Friday, November 29, 2019

DO DEMOCRATIC VOTERS SUDDENLY FIND WARREN LESS APPEALING, OR DO THEY ASSUME OTHER PEOPLE DO?

There's new polling from The New York Times today, and it actually contains good news for progressives:
Senator Elizabeth Warren’s plan to tax the assets of America’s wealthiest individuals continues to draw broad support from voters, across party, gender and educational lines. Only one slice of the electorate opposes it staunchly: Republican men with college degrees....

Overall, 63% of respondents said they support the wealth tax, including 55% of independents and 57% of Republicans. (Democratic support is 77%.)

And Medicare for All also gets high marks, though there's more of a partisan skew: Only 28% of Republicans back it, but there's support from 64% of independents and 81% of Republicans.

So why are Elizabeth Warren's poll numbers plummeting?

There are several possible explanations. Perhaps voters support for Medicare for All, but only if there's the option of keeping private insurance. Perhaps they don't like Warren's funding mechanism.

Or perhaps many of her ex-supporters still like her and her plans, but they assume they have to put away childish things, close their eyes and think of Bugtussle -- in other words, they have to vote the way they assume a grizzled retiree in a ball cap sitting in a rural diner will want to vote.
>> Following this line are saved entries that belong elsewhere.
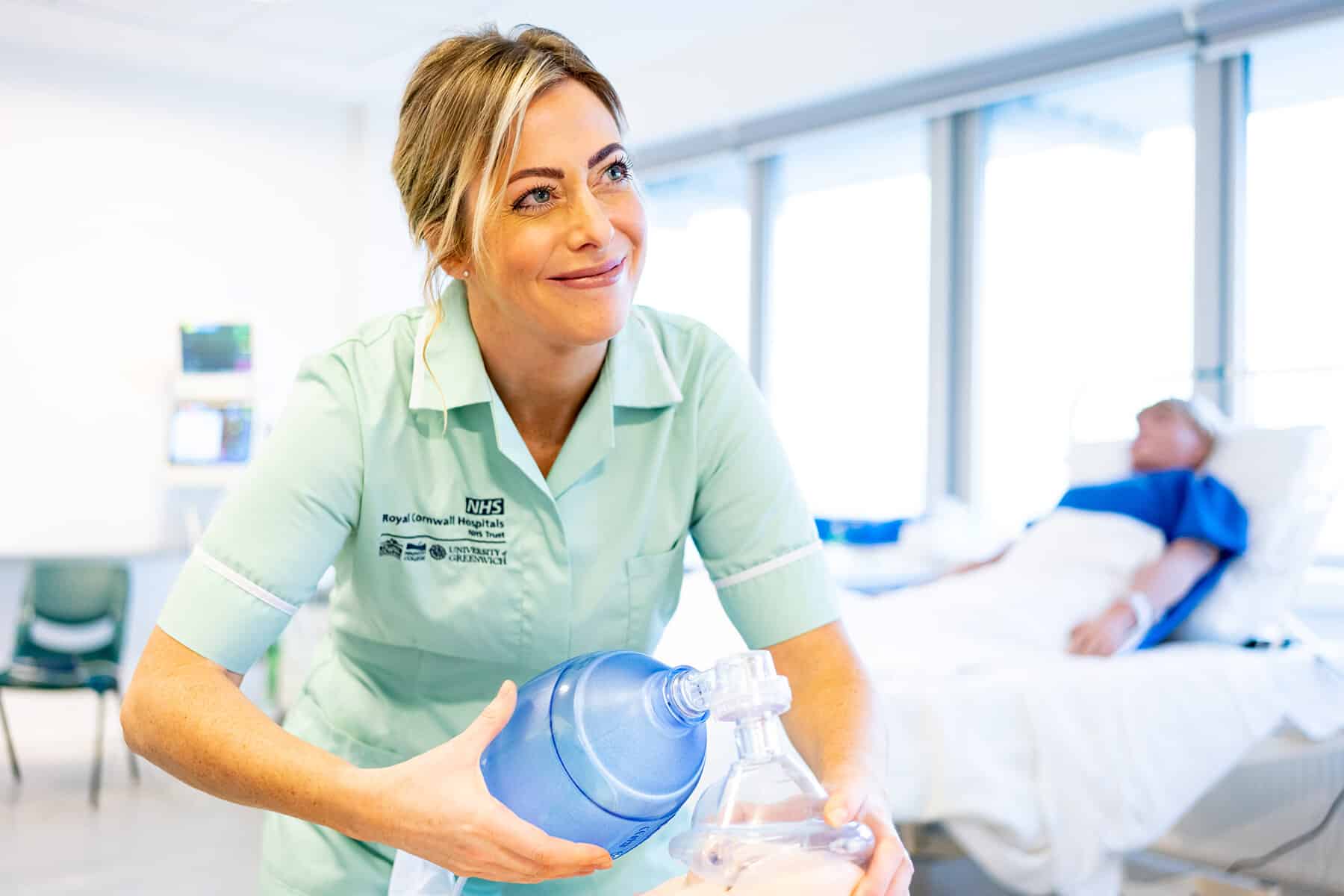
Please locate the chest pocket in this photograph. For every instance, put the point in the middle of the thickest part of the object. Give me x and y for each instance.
(655, 588)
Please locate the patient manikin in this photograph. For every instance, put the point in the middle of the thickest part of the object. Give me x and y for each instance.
(761, 829)
(1115, 567)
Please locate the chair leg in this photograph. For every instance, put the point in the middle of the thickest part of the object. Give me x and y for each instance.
(131, 756)
(96, 785)
(8, 743)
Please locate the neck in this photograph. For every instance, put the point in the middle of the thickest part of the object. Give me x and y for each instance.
(544, 386)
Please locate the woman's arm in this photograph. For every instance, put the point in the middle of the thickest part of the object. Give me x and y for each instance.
(836, 729)
(186, 714)
(1164, 582)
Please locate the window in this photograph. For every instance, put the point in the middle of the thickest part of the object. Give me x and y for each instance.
(698, 261)
(848, 323)
(1295, 285)
(1086, 299)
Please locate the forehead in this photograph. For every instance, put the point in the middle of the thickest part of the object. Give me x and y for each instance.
(564, 122)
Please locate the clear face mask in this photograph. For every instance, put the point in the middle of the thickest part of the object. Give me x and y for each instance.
(769, 803)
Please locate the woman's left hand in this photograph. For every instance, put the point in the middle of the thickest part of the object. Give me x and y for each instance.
(856, 797)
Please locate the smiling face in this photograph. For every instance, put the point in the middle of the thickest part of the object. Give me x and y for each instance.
(564, 249)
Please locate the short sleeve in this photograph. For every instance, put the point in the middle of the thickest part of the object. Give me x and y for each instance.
(279, 531)
(1211, 514)
(749, 521)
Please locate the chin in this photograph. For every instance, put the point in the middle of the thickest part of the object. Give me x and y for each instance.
(600, 324)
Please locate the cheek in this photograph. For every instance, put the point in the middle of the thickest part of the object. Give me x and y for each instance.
(628, 217)
(522, 253)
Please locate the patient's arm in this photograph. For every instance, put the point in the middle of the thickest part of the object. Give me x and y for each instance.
(1166, 581)
(979, 564)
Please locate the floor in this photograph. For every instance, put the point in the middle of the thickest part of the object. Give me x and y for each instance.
(155, 839)
(163, 837)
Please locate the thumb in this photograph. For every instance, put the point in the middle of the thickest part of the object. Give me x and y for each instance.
(841, 808)
(487, 726)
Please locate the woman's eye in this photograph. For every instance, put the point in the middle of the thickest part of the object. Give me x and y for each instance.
(535, 198)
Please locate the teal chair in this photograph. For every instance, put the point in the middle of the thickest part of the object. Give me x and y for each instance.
(70, 630)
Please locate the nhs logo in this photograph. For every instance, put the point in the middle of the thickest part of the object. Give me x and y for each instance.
(485, 507)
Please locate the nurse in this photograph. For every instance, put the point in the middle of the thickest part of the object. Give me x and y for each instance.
(502, 480)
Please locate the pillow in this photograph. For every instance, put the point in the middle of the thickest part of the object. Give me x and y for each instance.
(1280, 476)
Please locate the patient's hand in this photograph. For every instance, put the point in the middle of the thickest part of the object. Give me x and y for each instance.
(1102, 635)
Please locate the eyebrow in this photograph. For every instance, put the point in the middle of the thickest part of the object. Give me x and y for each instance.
(556, 173)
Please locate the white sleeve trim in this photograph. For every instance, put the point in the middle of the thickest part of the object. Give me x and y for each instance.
(769, 566)
(246, 585)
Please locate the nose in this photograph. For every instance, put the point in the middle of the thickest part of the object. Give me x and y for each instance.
(591, 227)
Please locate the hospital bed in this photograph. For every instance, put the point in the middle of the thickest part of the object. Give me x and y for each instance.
(1265, 783)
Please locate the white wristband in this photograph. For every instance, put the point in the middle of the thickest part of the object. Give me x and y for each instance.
(1142, 608)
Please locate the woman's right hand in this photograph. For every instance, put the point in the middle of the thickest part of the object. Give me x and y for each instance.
(437, 806)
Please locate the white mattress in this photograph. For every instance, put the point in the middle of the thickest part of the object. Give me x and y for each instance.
(1281, 790)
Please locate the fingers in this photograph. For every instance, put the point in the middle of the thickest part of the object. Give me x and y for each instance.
(905, 875)
(885, 868)
(539, 849)
(492, 719)
(841, 808)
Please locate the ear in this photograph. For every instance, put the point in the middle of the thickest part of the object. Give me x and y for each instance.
(452, 267)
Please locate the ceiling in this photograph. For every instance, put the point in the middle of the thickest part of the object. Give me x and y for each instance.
(680, 67)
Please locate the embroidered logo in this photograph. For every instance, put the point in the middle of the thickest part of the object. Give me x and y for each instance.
(485, 507)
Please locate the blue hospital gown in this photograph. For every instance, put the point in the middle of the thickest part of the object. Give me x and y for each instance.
(1183, 505)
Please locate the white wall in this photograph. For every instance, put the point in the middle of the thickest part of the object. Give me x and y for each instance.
(132, 203)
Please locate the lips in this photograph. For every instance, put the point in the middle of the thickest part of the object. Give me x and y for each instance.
(597, 277)
(597, 270)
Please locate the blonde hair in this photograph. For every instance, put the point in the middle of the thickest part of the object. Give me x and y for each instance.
(461, 119)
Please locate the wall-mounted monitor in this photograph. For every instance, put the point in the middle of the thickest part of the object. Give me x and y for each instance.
(205, 433)
(215, 348)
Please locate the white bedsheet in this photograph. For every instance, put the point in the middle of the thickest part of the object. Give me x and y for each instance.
(1048, 768)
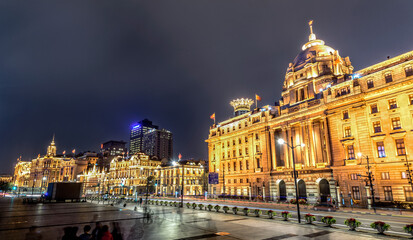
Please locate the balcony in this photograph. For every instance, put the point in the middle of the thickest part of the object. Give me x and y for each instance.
(351, 162)
(320, 165)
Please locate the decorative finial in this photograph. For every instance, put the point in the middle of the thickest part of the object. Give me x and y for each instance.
(312, 35)
(241, 105)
This Times poll is done in conjunction with SurveyMonkey, not with Siena College, the Times's partner on the paper's last round of polling -- the one that continues to be cited by pundits who have "Democrats are doomed" confirmation bias.



Although the polls don't ask the same questions and it's possible that broad support for Warren's best-known positions doesn't translate to support for her candidacy, it also seems reasonable to assume that the Times's polling partners have arrived at very different, not particularly compatible results. It would be nice if that were noted in the paper's write-up of the new poll. (We are told in the current story that less educated voters are less likely to regard Warren as the strongest candidate on the economy, although she's at or near the top with every group apart from those who never attended college.)

In a better world, poll numbers like these would put pressure on moderates to declare that they're going to soak the rich too. Maybe Biden, Buttigieg, and Bloomberg wouldn't endorse big structural changes like the ones Warren and Bernie Sanders are proposing, but they'd be jacking up their proposed tax rates for the 1%.

But we don't live in that world. This poll won't generate any enduring narratives. Only anti-progressive polls do that.